TS Wisła Kraków SA

Trenerski dwugłos: Cracovia - Wisła

3 lata temu | 03.12.2020, 15:08
Trenerski dwugłos: Cracovia - Wisła

Konferencja po meczu #CRAWIS.

Peter Hyballa - Wisła Kraków

Nowy trener krakowskiej Wisły na początku konferencji pochwalił swoich piłkarzy, którzy mimo wielu minut grania w osłabieniu osiągnęli remisowy rezultat. „Powiedziałem zawodnikom w szatni, że jestem z nich niesłychanie dumny. To był bardzo dramatyczny mecz. W pierwszej połowie staliśmy wysoko, dobrze stosowaliśmy pressing. Mogliśmy lepiej wykorzystać kontry, ale byliśmy drużyną aktywniejszą. Druga połowa zaczęła się dobrze, bo rzutem karny. Potem musieliśmy radzić sobie w „10”. Cracovia grała długie piłki w pole karne, ale walczyliśmy do końca. Jestem dumny ze swojej drużyny” - rozpoczął Hyballa. „Jestem zadowolony z debiutu. Graliśmy 30 minut w dziesiątkę i wynik 1:1 jest w porządku. W pierwszej połowie byliśmy aktywniejsi i mogliśmy pokusić się o strzelenie bramki. Drużyna na pewno chciała. Jest w niej duży potencjał i będę potrafił ten potencjał pobudzić” - zaznaczył.

Wiślacy musieli radzić sobie od 67. minuty bez Felcio Brown Forbesa, który obejrzał drugi żółty, a w konsekwencji czerwony, kartonik.
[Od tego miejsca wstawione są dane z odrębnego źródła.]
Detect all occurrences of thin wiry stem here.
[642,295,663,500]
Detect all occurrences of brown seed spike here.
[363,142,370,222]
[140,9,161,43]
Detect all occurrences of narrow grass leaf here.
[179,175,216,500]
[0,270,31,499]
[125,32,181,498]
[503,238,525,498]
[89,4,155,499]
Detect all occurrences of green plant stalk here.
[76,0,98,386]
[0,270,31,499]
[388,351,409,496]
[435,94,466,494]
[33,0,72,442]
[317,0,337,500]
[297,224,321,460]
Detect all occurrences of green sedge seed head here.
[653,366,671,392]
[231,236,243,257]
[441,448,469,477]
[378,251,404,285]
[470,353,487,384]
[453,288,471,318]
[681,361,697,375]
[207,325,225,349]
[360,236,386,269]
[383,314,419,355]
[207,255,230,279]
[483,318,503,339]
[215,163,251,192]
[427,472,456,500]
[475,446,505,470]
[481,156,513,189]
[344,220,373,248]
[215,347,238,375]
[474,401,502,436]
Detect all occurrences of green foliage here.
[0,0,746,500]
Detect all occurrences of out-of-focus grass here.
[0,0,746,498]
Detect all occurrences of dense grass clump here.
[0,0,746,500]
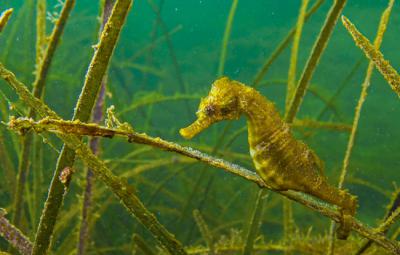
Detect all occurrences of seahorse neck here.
[239,87,285,146]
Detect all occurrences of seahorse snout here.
[179,118,212,139]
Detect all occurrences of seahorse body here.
[180,77,357,239]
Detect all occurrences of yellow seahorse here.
[180,77,357,239]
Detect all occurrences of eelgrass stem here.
[285,0,347,123]
[32,0,132,255]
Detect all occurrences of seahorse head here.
[179,77,240,139]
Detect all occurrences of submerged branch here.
[32,0,132,255]
[285,0,347,123]
[342,16,400,97]
[5,118,400,254]
[251,0,325,87]
[0,208,32,255]
[0,63,186,255]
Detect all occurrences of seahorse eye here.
[221,107,231,115]
[204,105,215,117]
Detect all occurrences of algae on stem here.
[32,0,132,255]
[285,0,347,123]
[342,16,400,97]
[0,8,14,33]
[4,115,400,254]
[217,0,239,77]
[251,0,325,87]
[12,0,75,231]
[328,0,394,255]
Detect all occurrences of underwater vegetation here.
[0,0,400,255]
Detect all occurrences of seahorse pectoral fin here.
[179,118,213,139]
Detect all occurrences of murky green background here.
[0,0,400,254]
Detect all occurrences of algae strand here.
[0,8,14,33]
[251,0,325,87]
[12,0,75,227]
[342,16,400,97]
[4,114,400,254]
[32,0,132,255]
[286,0,309,109]
[217,0,239,77]
[285,0,347,123]
[242,189,268,255]
[0,63,186,255]
[76,0,115,255]
[329,0,394,254]
[0,208,32,255]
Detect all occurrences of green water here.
[0,0,400,254]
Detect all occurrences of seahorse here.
[180,77,357,239]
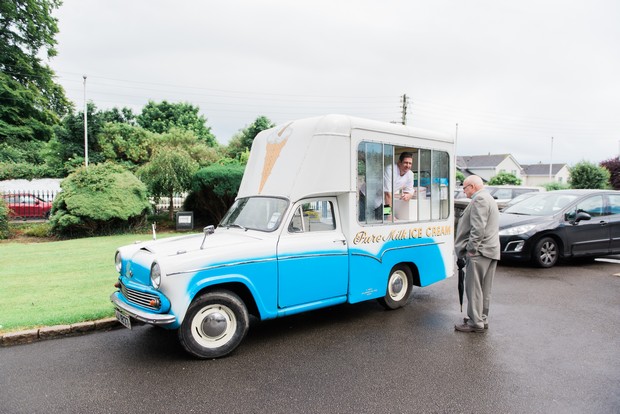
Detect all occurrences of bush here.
[601,157,620,190]
[183,163,245,224]
[543,182,570,191]
[0,198,10,239]
[570,161,610,189]
[487,172,521,185]
[50,163,150,237]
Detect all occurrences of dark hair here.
[398,152,413,162]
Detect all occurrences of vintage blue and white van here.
[111,115,454,358]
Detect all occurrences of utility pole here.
[401,94,409,125]
[549,137,553,182]
[82,75,88,168]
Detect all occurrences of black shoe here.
[463,318,489,329]
[454,323,484,333]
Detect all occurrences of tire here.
[179,290,250,359]
[378,265,413,310]
[532,237,560,268]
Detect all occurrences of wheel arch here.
[390,262,422,287]
[529,232,570,258]
[192,282,261,318]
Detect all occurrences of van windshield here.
[219,197,288,231]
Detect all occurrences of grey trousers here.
[465,256,497,328]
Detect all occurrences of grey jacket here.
[454,189,500,260]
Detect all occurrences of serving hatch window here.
[357,141,450,224]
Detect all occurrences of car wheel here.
[378,265,413,310]
[532,237,560,267]
[179,290,250,358]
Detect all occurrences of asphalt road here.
[0,260,620,413]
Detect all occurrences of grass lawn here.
[0,234,173,333]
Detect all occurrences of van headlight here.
[114,251,123,273]
[151,262,161,289]
[499,224,536,236]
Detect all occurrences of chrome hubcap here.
[202,312,228,338]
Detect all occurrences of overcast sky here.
[49,0,620,165]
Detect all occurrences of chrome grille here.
[121,283,161,311]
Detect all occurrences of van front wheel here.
[378,265,413,310]
[179,290,250,358]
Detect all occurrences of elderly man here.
[454,175,500,332]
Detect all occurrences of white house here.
[456,154,523,181]
[521,163,570,186]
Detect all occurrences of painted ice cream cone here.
[258,123,292,193]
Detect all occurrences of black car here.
[499,190,620,267]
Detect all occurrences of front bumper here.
[110,292,176,325]
[499,236,532,261]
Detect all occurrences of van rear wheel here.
[179,290,250,359]
[378,265,413,310]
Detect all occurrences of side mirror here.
[200,225,215,250]
[569,211,592,225]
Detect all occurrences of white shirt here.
[383,163,413,201]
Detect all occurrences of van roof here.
[238,115,453,201]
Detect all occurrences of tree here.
[601,157,620,190]
[487,172,521,185]
[96,122,158,170]
[185,160,245,223]
[136,101,217,147]
[226,116,275,160]
[0,0,71,143]
[137,147,198,220]
[151,127,221,167]
[44,102,138,174]
[569,161,610,189]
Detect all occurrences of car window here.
[493,188,512,200]
[566,195,605,219]
[514,188,536,197]
[504,192,577,216]
[609,194,620,214]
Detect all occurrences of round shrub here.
[50,163,150,237]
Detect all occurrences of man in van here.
[383,152,414,217]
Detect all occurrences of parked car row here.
[454,186,620,268]
[499,190,620,267]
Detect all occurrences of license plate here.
[116,309,131,329]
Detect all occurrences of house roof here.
[521,163,566,175]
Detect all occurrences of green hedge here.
[0,197,10,239]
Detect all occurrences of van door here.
[278,197,349,308]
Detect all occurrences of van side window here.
[288,201,336,233]
[609,195,620,215]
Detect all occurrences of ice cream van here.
[111,115,455,358]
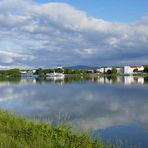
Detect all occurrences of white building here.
[124,66,144,74]
[96,67,104,73]
[104,67,112,73]
[116,67,124,74]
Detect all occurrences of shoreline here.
[0,111,112,148]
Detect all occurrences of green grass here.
[0,111,110,148]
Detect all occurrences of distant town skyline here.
[0,0,148,69]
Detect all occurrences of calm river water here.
[0,76,148,148]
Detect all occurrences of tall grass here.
[0,111,107,148]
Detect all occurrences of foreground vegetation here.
[0,111,114,148]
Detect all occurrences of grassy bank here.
[0,111,113,148]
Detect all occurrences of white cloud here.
[0,0,148,66]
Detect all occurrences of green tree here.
[111,67,117,74]
[144,65,148,73]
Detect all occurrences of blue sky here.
[34,0,148,22]
[0,0,148,69]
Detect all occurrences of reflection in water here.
[0,77,148,148]
[18,76,148,85]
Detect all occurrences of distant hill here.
[65,65,93,70]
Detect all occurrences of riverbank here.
[0,111,113,148]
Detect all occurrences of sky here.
[0,0,148,69]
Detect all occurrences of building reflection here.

Na pytanie, czy szkoleniowiec ma żal do swojego podopiecznego za osłabienie zespołu, odpowiedział: „Nie jestem zły. Rzeczywiście przy drugim faulu ręka była nieco za wysoko. Uważam, że pierwsza żółta kartka nie była słuszna, ponieważ najpierw to on był nieprzepisowo zatrzymywany. Felicio w szatni przeprosił swoich kolegów, ale nie mam mu tego za złe”.
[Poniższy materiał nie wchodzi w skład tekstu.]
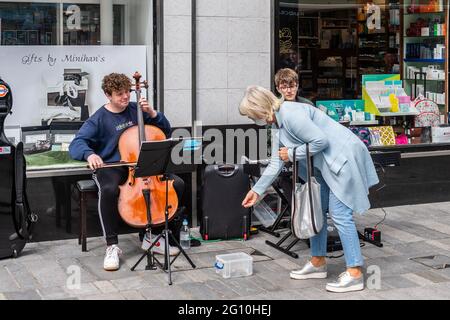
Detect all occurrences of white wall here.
[164,0,271,126]
[164,0,192,127]
[197,0,271,125]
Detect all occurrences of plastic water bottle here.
[180,219,191,250]
[141,231,152,251]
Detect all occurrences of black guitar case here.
[0,78,37,259]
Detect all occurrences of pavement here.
[0,203,450,300]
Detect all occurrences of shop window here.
[63,4,100,45]
[0,2,58,46]
[0,2,125,46]
[275,0,400,101]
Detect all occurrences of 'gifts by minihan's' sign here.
[0,46,148,126]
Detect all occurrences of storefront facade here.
[0,0,450,240]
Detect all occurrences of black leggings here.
[93,167,184,246]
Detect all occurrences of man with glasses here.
[275,68,315,107]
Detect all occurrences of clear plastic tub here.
[214,252,253,279]
[253,200,277,228]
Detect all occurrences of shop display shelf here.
[403,58,445,63]
[403,35,445,39]
[350,120,379,126]
[405,11,445,16]
[379,111,419,117]
[403,78,445,82]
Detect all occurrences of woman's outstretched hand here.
[242,190,259,208]
[278,148,290,162]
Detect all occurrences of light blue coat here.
[253,102,378,213]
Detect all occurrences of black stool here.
[77,180,98,252]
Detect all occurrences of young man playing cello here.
[69,73,184,271]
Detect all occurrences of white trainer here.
[103,244,122,271]
[326,271,364,293]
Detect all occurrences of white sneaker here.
[325,271,364,293]
[143,237,180,256]
[103,244,122,271]
[290,261,328,280]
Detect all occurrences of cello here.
[113,72,178,228]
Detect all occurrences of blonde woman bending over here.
[239,86,378,292]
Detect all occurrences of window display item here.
[369,126,395,146]
[412,95,441,127]
[431,125,450,143]
[349,127,371,147]
[41,69,88,124]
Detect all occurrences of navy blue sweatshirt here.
[69,102,171,163]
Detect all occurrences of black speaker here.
[200,165,251,240]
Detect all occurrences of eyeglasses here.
[279,84,298,91]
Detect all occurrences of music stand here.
[131,139,198,285]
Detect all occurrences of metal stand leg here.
[259,182,290,238]
[131,176,196,285]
Michał Probierz - Cracovia

Spotkanie derbowe niosło ze sobą wiele emocji, a walka zauważalna była na każdym kroku. Jak rywalizację tę ocenił trener gospodarzy? „Początek meczu mieliśmy bardzo nerwowy. Nie potrafiliśmy utrzymać się przy piłce. Było widać bardzo dużo niepewności. W szczególności po tych zawodnikach, którzy dłużej nie grali. Wprowadzaliśmy ich powoli. Później mecz się wyrównał mimo tego, że w pierwszej połowie żaden z zespołów nie miał klarownych sytuacji. Straciliśmy bramkę, ale zrobiliśmy wszystko, żeby ją odrobić. Następnie graliśmy w przewadze i zdobyliśmy jedną bramkę, ale zabrakło nam cwaniactwa i skuteczności w strzeleniu drugiej i szkoda, że nie udało się jej zdobyć” - mówił Probierz.